ParameterDescriptionDefault
strategyForecasting strategy: - "last": Use last training value (seasonal if sp>1). - "mean": Use mean of last window (seasonal if sp>1). - "drift": Fit line through last window and extrapolate (non-robust to NaN).“last”
spSeasonal period. None or 1 means no seasonality; 12 means monthly.1

STLForecaster

ParameterDescriptionDefault
spSeasonal period (units).

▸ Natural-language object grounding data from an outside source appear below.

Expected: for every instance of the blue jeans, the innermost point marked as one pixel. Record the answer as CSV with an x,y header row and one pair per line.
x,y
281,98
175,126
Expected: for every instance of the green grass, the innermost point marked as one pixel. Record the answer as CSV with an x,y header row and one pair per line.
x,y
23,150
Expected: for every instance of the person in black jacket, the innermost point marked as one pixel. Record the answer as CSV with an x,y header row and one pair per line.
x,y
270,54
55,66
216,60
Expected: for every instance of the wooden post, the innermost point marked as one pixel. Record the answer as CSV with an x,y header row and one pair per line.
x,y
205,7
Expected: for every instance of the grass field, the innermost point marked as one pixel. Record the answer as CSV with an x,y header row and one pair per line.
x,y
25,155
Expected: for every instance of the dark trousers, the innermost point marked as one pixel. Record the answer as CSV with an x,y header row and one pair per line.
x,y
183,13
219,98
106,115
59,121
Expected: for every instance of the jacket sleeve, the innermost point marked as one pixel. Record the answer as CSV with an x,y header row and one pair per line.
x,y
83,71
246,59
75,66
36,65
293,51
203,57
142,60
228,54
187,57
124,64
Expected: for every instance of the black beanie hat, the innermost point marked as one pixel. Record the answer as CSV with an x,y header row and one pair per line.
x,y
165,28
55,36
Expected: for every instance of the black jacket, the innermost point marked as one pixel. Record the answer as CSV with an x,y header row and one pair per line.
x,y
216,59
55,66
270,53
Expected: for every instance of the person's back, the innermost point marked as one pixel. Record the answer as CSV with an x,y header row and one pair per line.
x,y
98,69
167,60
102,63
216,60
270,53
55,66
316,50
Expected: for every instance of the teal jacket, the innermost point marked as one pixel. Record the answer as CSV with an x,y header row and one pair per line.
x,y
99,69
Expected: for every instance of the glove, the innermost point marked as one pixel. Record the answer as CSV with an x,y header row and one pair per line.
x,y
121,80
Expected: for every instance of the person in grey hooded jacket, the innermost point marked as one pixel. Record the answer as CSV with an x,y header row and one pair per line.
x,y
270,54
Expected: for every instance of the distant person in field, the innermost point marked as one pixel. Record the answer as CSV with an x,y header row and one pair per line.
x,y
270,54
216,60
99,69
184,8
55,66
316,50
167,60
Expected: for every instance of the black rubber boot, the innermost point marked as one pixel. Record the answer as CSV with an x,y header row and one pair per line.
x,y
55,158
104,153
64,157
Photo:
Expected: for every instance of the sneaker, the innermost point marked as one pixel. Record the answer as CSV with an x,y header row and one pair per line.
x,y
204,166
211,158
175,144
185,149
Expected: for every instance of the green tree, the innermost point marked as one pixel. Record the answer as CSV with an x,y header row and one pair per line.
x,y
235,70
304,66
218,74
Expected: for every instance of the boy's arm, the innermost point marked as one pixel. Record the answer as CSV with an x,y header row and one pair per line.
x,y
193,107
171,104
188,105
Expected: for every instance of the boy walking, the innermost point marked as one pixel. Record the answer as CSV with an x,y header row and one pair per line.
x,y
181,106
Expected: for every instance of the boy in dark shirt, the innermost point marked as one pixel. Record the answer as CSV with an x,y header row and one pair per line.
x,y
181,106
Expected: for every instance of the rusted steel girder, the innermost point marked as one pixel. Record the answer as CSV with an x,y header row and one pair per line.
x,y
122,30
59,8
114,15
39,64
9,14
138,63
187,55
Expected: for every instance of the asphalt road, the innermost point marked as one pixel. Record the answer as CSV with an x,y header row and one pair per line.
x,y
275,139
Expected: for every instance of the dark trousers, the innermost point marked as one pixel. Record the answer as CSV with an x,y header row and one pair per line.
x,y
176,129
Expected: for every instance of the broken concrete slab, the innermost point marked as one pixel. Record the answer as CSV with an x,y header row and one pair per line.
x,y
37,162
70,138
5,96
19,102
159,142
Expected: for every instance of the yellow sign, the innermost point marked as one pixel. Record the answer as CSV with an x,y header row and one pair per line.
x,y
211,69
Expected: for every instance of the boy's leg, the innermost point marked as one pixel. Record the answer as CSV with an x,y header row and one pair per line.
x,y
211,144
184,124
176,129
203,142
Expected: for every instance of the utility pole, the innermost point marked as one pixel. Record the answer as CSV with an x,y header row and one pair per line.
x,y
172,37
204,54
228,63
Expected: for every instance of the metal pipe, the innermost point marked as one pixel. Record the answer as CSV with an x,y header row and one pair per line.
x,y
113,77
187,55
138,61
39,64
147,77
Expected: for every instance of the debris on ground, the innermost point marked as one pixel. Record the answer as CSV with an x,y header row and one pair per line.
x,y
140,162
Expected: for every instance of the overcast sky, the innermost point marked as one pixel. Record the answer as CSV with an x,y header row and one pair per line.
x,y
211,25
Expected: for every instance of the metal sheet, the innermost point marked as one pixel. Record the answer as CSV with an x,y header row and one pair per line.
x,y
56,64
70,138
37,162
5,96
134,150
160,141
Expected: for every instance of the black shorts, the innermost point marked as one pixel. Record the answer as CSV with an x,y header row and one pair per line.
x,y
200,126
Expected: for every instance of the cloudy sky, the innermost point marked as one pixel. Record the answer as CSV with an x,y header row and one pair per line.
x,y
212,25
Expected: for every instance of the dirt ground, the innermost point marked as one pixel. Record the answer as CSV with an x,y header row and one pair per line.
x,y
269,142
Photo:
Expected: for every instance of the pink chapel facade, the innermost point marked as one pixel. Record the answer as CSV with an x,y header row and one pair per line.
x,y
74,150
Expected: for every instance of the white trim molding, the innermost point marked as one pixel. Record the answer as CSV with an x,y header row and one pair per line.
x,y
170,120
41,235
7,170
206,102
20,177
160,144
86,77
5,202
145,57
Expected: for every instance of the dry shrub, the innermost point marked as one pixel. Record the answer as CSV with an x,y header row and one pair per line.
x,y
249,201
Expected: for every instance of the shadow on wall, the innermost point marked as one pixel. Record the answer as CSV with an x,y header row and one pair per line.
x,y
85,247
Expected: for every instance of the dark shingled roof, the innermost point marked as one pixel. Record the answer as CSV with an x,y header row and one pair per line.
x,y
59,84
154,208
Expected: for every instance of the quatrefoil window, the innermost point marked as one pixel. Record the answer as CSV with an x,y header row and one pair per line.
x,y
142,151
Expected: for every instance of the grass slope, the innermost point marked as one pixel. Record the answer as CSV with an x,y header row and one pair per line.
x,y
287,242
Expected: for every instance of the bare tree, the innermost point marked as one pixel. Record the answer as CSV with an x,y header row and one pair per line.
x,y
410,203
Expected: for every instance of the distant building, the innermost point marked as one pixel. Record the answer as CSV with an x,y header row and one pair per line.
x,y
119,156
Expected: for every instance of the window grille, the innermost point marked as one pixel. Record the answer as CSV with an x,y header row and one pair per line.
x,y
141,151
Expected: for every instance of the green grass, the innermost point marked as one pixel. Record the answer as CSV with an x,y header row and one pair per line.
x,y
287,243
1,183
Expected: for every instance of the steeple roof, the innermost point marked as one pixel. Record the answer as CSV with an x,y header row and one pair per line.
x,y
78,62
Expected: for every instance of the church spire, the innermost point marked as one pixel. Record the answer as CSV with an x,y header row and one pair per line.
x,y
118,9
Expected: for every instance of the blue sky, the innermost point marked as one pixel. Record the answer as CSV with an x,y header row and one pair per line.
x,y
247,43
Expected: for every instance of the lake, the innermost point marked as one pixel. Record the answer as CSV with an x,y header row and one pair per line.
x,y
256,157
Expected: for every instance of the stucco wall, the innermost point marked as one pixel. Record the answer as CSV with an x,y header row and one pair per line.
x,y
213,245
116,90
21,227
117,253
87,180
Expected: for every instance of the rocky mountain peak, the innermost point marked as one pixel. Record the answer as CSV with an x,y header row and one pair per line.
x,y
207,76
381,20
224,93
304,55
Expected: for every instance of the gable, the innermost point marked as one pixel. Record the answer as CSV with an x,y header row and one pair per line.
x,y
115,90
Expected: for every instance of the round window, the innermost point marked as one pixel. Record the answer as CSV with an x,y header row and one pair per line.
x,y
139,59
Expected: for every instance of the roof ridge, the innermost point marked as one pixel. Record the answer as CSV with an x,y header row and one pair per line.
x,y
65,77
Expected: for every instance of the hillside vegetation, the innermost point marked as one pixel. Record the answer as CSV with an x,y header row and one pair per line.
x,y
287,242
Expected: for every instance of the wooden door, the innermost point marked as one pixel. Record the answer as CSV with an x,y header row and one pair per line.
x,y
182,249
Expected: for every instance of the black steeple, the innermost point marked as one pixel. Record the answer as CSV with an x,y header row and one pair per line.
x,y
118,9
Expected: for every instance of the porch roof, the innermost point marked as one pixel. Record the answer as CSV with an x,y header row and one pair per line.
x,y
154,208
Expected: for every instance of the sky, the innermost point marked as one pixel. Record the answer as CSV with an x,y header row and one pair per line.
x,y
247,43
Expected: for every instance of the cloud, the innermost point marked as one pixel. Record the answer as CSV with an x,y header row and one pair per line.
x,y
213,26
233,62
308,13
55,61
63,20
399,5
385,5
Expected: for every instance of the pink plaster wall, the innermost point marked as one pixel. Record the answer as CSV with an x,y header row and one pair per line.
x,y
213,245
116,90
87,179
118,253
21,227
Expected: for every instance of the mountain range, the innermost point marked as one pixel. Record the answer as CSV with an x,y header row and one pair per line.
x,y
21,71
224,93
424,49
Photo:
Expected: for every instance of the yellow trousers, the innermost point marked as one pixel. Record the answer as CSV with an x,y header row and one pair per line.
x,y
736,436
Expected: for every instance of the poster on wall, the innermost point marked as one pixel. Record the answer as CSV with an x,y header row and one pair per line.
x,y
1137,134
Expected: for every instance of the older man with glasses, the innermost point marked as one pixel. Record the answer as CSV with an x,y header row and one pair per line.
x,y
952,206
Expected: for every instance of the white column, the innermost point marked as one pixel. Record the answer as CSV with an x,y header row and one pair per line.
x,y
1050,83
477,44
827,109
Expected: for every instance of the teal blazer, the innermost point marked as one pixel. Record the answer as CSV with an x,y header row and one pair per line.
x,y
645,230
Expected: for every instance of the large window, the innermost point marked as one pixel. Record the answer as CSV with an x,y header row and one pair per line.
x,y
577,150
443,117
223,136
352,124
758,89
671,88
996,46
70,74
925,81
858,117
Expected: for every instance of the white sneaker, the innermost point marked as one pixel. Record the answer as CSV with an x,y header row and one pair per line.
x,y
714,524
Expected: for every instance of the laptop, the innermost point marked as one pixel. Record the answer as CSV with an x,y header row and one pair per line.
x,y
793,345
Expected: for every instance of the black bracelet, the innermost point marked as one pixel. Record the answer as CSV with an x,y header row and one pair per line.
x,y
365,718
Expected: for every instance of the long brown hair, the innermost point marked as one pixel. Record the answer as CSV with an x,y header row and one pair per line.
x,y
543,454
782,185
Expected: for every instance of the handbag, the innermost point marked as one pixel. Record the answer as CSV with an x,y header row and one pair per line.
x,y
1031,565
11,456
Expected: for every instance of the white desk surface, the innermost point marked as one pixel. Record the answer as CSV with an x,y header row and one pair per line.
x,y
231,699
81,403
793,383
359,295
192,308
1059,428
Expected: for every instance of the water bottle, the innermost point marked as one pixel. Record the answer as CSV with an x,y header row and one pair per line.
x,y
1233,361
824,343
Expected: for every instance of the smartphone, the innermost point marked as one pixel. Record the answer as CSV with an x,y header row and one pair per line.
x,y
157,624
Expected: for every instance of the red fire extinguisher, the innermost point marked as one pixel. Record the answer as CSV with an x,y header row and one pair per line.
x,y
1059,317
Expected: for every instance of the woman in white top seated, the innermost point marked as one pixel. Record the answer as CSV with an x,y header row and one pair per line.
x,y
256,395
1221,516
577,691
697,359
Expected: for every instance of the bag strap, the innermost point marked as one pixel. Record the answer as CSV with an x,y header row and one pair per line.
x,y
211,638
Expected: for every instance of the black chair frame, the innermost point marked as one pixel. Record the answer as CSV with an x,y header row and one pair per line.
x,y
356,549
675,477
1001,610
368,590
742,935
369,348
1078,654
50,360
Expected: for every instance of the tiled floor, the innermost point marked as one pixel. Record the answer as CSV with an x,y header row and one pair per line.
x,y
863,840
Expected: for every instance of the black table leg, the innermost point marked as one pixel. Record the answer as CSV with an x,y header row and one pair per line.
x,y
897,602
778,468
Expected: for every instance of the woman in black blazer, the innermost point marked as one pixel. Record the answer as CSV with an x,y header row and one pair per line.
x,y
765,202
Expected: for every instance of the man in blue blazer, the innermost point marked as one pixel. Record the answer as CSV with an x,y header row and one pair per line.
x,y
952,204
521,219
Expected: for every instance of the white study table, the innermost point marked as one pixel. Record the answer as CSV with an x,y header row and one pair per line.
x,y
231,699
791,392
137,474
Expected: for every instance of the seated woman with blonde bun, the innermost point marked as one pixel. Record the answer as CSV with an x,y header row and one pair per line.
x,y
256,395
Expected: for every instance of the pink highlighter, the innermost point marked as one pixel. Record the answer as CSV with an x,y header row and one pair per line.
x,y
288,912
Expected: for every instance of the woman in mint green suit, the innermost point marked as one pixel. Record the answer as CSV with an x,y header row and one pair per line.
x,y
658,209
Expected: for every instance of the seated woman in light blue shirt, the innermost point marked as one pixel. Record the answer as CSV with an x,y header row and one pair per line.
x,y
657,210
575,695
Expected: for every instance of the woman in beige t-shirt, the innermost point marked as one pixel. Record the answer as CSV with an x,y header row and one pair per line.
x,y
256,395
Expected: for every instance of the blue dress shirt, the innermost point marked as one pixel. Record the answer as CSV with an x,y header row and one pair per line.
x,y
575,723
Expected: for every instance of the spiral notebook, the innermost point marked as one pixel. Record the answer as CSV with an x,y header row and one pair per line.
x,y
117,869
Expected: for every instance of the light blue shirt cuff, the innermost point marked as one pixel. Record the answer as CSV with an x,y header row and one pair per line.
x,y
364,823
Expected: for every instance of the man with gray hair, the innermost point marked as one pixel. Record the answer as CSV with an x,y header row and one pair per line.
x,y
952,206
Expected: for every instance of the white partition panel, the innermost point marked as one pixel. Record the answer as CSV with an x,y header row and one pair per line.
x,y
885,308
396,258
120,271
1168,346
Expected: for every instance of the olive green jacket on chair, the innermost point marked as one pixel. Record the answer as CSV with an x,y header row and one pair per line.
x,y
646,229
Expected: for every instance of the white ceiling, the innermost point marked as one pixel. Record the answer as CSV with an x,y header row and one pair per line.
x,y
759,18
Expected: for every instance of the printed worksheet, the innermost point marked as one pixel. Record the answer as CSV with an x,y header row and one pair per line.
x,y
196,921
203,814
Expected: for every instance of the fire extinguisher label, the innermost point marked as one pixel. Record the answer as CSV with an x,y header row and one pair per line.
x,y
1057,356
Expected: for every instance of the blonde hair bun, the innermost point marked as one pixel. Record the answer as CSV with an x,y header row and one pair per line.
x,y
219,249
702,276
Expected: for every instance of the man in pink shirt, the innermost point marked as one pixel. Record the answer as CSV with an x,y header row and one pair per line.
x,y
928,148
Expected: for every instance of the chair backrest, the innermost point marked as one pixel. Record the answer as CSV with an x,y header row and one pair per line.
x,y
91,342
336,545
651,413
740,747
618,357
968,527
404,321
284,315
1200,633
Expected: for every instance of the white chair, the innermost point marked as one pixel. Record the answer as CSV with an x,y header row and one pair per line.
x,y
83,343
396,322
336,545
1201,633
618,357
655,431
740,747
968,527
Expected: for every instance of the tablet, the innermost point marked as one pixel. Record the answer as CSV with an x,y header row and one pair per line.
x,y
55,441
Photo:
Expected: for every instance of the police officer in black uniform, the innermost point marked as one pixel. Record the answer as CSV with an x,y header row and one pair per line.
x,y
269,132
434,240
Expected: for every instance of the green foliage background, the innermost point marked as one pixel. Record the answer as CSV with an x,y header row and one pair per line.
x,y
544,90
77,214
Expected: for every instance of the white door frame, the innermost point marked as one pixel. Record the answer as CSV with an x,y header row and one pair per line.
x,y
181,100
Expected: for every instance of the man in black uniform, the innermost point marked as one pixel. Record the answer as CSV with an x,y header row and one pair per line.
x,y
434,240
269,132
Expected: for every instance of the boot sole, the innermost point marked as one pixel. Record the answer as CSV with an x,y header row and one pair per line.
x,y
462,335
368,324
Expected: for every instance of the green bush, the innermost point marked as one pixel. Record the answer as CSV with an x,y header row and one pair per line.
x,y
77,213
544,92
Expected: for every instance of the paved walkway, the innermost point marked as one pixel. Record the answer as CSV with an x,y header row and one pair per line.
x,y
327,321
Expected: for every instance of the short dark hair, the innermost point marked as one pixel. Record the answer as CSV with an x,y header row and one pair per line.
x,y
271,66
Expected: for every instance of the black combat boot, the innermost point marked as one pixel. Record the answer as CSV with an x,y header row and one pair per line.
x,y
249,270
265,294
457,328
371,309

Passed to statsmodels' STL.2
seasonalSeasonal smoothing window (odd ≥3, typically ≥7).7
seasonal_degLOESS polynomial degree for season (0=constant, 1=linear).1
trend_degLOESS polynomial degree for trend (0 or 1).1
low_pass_degLOESS polynomial degree for low-pass (0 or 1).1
seasonal_jumpInterpolation step for season LOESS (larger = faster).1
trend_jumpInterpolation step for trend LOESS (larger = faster).1
low_pass_jumpInterpolation step for low-pass LOESS.1

ExponentialSmoothing (HoltWinters)

ParameterDescriptionDefault
damped_trendUse damped trend (trend flattens instead of growing infinitely).True
initialization_methodInitialization method: - "estimated": Fit to estimate initial states - "heuristic": Use heuristic for initial level/trend/season - "known": User-provided initial values - "legacy-heuristic": Legacy compatibility“estimated”
optimizedOptimize parameters via maximum likelihood.True
remove_biasRemove bias to make residuals' mean zero.False
use_bruteUse brute-force grid search for initial parameters.